The men and women's alpine skiing and Nordic skiing teams compete in the MacConnell Division of the Eastern Collegiate Ski Conference (ECSC), within the United States Collegiate Ski and Snowboard Association (USCSA). They are top contenders almost every year within their division and even conference, and have consistently qualified for the annual USCSA National Championships numerous times.

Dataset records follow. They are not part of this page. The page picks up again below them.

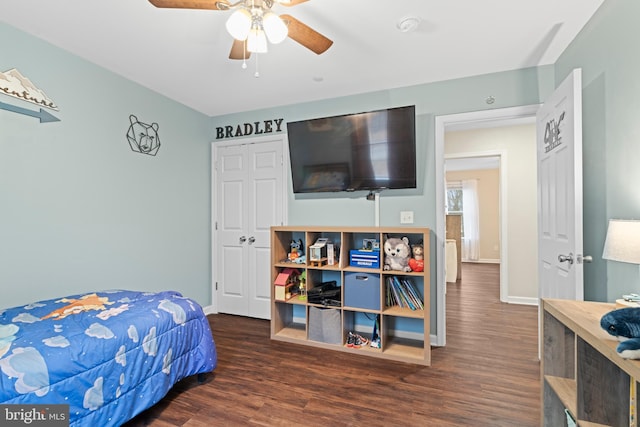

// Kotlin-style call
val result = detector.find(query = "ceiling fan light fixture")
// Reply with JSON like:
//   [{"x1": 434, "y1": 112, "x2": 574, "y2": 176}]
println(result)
[
  {"x1": 262, "y1": 12, "x2": 289, "y2": 44},
  {"x1": 396, "y1": 16, "x2": 420, "y2": 33},
  {"x1": 226, "y1": 8, "x2": 253, "y2": 40},
  {"x1": 247, "y1": 26, "x2": 267, "y2": 53}
]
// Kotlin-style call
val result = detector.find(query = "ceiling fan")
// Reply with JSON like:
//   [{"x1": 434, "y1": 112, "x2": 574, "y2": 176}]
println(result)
[{"x1": 149, "y1": 0, "x2": 333, "y2": 60}]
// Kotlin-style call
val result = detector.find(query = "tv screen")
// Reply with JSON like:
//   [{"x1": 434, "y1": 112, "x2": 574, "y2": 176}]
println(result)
[{"x1": 287, "y1": 105, "x2": 416, "y2": 193}]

| Men's sports | Women's sports |
|---|---|
| Alpine skiing | Alpine skiing |
| Baseball | Basketball |
| Basketball | Cross country |
| Cross Country | Ice hockey |
| Golf | Lacrosse |
| Ice hockey | Nordic skiing |
| Lacrosse | Soccer |
| Nordic Skiing | Softball |
| Soccer | Swimming & diving |
| Swimming & diving | Volleyball |

==Club sports==
Other non-varsity clubs include men's and women's ice hockey, men's lacrosse, men's and women's rugby union, men's soccer, men's bowling, combined men's and women's crew, and ultimate frisbee. Clarkson's combined men's and women's club racquetball team won the Division II title at the USRA National Tournament in 2005. In 2010, the school started a club football team.

==Facilities==
Cheel Arena opened on October 26, 1991, is the 3,000-seat multi-purpose University's arena. It is named after Helen Snell Cheel, a long-time benefactor of Clarkson University, who provided a major gift towards the project.

Cheel Arena is home to the Clarkson Golden Knights men's and women's hockey programs, which play at the NCAA Division I level. Ice is maintained throughout a large portion of the year for campus and community usage ranging from intramural hockey and broomball, Section X High School Championships, and figure skating. When the ice is removed, the facility is used for Clarkson's graduation and other local events. Cheel Arena typically hosts a concert every April featuring several music and comedy acts, presented by Clarkson Union Board.

==Mascot==
"The Golden Knight" is the university's hockey mascot, which can be seen at hockey games waving the Clarkson flag.